His main qualm is with the $7,500 student loan cap workers can get to earn credentials in fields like logistics, construction and IT. Jones’ proposal to legislators set loan limits at $10,000, which he maintains is needed by training providers to meet the 75% student graduation rate and 65% job placement rate required by lawmakers.
But the legislation establishing the fund did not specify loan cap limitations. It sketches out a program under which participants enroll in courses such as computer programing, manufacturing, health care, logistics and aviation that take up to six months to complete and result in graduates finding jobs that pay at least 20% more than what they had earned. Recipients would repay the interest-free loans in installments based on their new monthly income.
Jones said INvestEd’s decision to shave the loan cap “takes away from historic legislation” that holds training providers accountable for high rates of student success upon entering the workforce.
“Here is another quasi-government agency not doing what was intended and messing up the model,” said Jones, who has been credited by lawmakers with brainstorming and advocating the idea behind the program. “They’ve strayed from this legislation that I carried for two and a half years.”
Bill Wozniak, INvestEd’s vice president of marketing, maintained that the cap established by the agency was “carefully considered” and decided by fiscal, postsecondary education and workforce development officials.
“The statute is silent on income share agreement amounts,” Wozniak told the AP, adding that most certificate programs across Indiana fall under $7,500, and that the cap was intended to remain below the annual tuition cost at state universities.
He also noted that the nonprofit has worked for months to create criteria and vet programs to ensure that each results in higher-paying jobs — a strict requirement from lawmakers.
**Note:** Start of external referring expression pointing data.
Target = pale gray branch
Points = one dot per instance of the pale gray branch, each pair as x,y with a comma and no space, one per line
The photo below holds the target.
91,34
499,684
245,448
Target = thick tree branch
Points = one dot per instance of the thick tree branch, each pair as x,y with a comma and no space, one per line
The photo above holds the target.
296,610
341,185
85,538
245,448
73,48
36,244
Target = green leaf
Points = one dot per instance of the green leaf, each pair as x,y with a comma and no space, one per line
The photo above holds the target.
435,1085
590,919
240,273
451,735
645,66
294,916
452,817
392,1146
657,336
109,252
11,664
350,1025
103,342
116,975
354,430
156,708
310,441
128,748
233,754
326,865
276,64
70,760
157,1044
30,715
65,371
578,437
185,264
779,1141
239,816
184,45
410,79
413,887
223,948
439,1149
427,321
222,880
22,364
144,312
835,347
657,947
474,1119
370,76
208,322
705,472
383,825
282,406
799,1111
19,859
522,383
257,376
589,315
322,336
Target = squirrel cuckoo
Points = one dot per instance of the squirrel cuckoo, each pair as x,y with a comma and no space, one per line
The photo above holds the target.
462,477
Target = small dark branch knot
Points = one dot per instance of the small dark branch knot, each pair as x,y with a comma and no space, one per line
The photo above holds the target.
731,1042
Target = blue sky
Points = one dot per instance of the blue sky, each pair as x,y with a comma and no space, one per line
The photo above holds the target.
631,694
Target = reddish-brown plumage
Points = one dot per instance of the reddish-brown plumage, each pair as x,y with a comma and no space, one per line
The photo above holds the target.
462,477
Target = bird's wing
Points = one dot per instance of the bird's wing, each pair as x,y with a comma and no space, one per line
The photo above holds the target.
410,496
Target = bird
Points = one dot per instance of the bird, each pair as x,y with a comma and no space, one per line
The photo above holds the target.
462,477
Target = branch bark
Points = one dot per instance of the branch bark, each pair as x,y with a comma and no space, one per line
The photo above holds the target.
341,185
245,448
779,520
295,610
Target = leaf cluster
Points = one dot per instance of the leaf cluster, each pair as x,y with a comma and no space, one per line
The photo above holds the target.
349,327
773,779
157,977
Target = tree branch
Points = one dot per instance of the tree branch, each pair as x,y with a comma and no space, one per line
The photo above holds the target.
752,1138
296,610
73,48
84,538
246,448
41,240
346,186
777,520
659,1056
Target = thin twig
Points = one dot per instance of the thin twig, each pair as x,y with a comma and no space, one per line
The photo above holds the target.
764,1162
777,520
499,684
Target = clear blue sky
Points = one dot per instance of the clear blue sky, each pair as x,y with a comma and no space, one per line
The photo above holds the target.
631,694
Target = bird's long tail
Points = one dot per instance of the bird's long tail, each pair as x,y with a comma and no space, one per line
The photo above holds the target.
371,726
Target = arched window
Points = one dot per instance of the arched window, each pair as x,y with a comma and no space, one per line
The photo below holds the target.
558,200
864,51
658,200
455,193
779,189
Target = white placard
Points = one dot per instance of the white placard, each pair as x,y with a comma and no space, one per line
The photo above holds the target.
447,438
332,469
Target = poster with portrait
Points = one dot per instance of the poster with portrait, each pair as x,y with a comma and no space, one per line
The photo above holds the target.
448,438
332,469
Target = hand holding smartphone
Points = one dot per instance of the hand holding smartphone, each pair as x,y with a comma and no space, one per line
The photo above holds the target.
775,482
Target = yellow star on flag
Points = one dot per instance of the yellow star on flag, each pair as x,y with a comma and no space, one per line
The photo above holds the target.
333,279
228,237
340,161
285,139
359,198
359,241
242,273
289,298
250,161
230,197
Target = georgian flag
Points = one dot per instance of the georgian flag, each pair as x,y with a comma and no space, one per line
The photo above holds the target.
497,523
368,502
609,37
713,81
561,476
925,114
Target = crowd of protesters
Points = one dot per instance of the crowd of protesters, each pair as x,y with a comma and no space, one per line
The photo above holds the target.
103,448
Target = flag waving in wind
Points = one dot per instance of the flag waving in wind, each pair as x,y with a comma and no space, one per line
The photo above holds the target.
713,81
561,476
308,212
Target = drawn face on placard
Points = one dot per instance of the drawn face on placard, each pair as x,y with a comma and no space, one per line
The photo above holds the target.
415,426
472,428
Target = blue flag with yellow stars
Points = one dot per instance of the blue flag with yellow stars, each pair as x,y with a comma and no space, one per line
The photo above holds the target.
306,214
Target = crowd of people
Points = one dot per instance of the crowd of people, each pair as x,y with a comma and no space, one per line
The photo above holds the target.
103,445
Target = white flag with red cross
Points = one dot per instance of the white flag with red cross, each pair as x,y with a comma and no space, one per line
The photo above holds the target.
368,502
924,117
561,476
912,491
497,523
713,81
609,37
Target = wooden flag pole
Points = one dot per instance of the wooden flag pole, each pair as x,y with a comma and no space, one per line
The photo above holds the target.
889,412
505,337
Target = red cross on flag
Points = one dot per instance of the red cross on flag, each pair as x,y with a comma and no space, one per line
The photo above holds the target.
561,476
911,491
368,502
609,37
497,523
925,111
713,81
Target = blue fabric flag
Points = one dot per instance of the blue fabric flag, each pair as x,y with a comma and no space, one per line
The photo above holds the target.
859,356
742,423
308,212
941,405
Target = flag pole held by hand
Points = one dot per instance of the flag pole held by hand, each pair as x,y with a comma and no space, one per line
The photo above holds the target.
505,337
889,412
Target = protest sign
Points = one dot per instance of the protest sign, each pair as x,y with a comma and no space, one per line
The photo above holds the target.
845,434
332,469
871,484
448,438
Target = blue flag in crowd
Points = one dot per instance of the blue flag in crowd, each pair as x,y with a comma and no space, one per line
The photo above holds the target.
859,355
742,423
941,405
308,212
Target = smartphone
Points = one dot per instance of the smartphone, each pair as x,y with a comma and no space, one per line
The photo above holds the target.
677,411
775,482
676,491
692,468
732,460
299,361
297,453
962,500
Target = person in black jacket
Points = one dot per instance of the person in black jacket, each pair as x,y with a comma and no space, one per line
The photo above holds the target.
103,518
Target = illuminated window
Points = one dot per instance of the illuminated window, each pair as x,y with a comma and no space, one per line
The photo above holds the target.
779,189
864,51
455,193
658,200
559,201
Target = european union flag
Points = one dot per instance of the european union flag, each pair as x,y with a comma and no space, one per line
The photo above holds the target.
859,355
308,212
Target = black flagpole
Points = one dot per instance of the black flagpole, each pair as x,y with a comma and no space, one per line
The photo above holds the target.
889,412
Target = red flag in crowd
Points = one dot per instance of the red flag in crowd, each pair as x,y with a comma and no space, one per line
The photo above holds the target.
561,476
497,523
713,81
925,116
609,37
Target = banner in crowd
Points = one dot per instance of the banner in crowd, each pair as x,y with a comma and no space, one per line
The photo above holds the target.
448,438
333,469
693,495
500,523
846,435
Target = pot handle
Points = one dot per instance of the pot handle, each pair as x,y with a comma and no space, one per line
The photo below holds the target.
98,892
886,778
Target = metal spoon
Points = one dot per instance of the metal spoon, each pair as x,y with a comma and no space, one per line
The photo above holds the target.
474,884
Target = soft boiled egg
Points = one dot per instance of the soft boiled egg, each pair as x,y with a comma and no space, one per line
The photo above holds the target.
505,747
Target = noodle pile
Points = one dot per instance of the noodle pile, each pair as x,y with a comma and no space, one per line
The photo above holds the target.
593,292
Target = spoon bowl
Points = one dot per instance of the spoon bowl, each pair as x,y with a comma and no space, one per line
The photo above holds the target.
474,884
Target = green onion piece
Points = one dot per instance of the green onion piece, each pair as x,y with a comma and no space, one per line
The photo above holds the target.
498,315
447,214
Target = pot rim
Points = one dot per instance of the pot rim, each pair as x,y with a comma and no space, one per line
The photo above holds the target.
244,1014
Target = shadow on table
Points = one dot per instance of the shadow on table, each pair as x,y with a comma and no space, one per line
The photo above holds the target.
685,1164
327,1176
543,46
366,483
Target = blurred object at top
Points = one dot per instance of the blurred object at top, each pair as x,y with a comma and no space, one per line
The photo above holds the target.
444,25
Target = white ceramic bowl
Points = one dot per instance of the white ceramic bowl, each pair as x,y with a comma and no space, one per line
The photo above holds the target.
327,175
After training, if a participant’s income doesn’t increase — or stays below $42,500 annually — they won’t have to repay the loan.
Jones’ contention with the student loan scheme began earlier this year after the Career Accelerator Fund he launched in 2019 as a nonprofit pilot program was not turned over to the state as he had intended. That was instead used by legislators as a model, and Jones remains disjointed from the state-run program.
Jones, who has been a high-profile tech businessman in Indiana since the 1990s, told Indianapolis Monthly in a profile story that he has largely lost a $400 million fortune, blaming it on failed business ventures and a nasty divorce.
He says his nonprofit now focuses on assisting students to attend his Eleven Fifty Academy, a separate organization that trains students for tech-oriented careers. The fund holds roughly $10 million garnered from sources, including the Lilly Endowment, PricewaterhouseCoopers and JP Morgan Chase. The cities of Gary, Fort Wayne, Evansville and others have also made contributions.
“It’s a real deal … and it exists with a whole lot less constraints than what has come out of Accelerate Indiana so far,” Jones said.
Training programs approved by Accelerate from the Eleven Fifty Academy cover cybersecurity, secure networking and software and web development.
Courses from other training providers include CDL truck driver training, CNC machine operator programs, cloud systems administrator education, professional medical coder certification and credentials for certified production technicians.
As of late November, no loans have been issued, although the online application portal is open, Wozniak said.
None of the $75 million appropriation from federal COVID-19 relief funding has been drawn upon from the state, either, Wozniak said. INvestEd has instead borne the administrative costs of internal staff work and external legal counsel.